Chaque code-barre ne résulte de l’activation que de 7% des neurones hippocampiques. “Quand une mésange crée une cache, environ 7% des neurones répondent à cette cache”, explique Dimitriy Aronov, co-auteur de l’étude. “Lorsqu’il dissimule une graine dans une autre cachette, un groupe différent de 7% de neurones répond.” Même les codes-barres associés à deux caches côte à côte ne montrent aucune ressemblance, selon les chercheurs. Il s’agit donc de modèles uniques, codant pour un seul et unique lieu.
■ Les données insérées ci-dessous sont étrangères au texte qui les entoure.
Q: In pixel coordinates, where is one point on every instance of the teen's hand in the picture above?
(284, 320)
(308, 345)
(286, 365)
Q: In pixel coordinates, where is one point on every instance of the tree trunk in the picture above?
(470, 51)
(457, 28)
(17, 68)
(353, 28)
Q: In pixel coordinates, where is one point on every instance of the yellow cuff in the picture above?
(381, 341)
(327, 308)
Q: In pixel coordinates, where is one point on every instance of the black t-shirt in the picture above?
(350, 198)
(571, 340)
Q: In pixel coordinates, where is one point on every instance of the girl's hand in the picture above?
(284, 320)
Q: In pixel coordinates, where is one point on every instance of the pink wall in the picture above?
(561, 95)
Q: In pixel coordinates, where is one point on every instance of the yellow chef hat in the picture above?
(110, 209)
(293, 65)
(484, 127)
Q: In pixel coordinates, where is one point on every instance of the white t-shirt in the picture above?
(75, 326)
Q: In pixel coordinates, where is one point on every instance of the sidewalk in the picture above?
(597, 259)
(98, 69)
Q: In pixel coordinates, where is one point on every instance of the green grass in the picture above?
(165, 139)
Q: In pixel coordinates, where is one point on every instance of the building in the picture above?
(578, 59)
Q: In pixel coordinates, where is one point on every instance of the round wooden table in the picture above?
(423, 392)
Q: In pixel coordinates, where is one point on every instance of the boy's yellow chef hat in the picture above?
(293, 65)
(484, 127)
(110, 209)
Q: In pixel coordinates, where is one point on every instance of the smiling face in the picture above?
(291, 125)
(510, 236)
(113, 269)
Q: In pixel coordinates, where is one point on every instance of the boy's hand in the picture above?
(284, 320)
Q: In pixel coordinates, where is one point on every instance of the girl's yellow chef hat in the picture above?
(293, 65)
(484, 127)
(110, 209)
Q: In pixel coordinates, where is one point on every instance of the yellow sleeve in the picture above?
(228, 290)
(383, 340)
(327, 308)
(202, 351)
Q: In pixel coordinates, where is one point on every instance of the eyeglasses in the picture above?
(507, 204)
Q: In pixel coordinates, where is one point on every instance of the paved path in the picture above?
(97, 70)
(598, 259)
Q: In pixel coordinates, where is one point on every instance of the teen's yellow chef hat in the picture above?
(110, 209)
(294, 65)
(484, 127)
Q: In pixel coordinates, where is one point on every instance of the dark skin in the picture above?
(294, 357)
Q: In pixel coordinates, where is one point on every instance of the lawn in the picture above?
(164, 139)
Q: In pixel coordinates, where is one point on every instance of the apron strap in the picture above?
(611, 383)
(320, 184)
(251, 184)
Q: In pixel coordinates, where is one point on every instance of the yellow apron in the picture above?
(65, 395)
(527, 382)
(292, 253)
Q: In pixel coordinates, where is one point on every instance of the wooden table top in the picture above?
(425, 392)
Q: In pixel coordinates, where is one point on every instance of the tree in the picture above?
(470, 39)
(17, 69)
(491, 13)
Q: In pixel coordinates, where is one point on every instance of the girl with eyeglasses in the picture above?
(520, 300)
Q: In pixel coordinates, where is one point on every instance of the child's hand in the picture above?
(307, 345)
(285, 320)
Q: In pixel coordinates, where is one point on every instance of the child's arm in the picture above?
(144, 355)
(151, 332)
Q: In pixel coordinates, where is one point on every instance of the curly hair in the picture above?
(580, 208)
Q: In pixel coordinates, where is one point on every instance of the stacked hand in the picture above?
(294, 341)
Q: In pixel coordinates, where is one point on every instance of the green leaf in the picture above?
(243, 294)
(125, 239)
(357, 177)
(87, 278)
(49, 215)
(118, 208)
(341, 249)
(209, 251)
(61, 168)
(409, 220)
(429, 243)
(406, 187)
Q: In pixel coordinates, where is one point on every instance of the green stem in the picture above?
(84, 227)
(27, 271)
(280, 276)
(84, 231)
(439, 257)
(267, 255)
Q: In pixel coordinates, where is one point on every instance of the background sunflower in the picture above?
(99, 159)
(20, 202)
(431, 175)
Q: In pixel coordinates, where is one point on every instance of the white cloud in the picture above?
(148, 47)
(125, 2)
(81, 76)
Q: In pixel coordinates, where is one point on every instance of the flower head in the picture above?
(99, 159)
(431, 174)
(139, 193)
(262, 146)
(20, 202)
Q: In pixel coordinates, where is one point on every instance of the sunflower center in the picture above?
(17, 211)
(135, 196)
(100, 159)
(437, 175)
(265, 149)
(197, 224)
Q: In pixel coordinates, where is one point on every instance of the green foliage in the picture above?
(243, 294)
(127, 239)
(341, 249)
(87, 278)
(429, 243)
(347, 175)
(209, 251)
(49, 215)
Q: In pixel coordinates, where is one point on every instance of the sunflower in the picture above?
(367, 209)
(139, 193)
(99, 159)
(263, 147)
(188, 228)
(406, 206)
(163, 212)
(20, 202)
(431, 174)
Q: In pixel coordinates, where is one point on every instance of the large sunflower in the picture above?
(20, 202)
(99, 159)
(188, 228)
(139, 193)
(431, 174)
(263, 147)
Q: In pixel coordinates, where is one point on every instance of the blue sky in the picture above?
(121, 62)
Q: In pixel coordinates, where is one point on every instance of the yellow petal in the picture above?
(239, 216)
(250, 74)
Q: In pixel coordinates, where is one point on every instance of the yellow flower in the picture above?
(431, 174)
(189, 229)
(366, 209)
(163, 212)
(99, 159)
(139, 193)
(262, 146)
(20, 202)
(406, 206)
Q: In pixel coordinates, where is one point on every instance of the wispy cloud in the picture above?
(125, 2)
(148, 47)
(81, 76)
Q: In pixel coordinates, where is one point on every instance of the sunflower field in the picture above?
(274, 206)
Ce mécanisme de mémorisation permettrait notamment la formation et le stockage rapide de nombreux souvenirs, sans confusion…

Une réelle surprise pour les chercheurs

L’utilisation d’étiquettes spécifiques est un avantage considérable pour les mésanges. Sans ces codes-barres, les souvenirs distincts mais se déroulant dans des lieux très similaires pourraient être confondus. “Nous pensons que les codes-barres pourraient permettre à l’oiseau d’enregistrer de nombreux souvenirs sans interférence. C’est d’autant plus important qu’ils forment plusieurs centaines de cachettes par jour”, s’émerveille Selmaan Chettih.

Cette découverte a été une réelle surprise pour les chercheurs. Jusqu’à présent, les scientifiques pensaient que la localisation des animaux reposait essentiellement sur les cellules dites “de lieu”. “Ces dernières représentent une des découvertes les plus célèbres dans l’hippocampe de nombreuses espèces, y compris les mammifères et les oiseaux”, souligne Selmaan Chettih. “Ce sont des neurones qui s’activent à un endroit précis et qui permettent de coder l’endroit où se trouve l’individu.” Mais cette nouvelle étude a révélé un tout autre mécanisme, dont on avait jusqu’alors pas connaissance.

Plusieurs questions restent toutefois en suspens. Parmi elles, les mésanges utilisent-elles leurs souvenirs pour choisir leur nouvelle cachette ? De plus amples recherches seront nécessaires pour consolider cette découverte. “Nous pensons que ce mécanisme ne sera pas spécifique aux mésanges et que nous pourrions mettre en évidence des résultats similaires dans d’autres organismes, y compris chez l’être humain. Mais il s’agit là d’un sujet de recherche en cours et nous n’en sommes pas encore sûrs”, pondère Selmaan Chettih.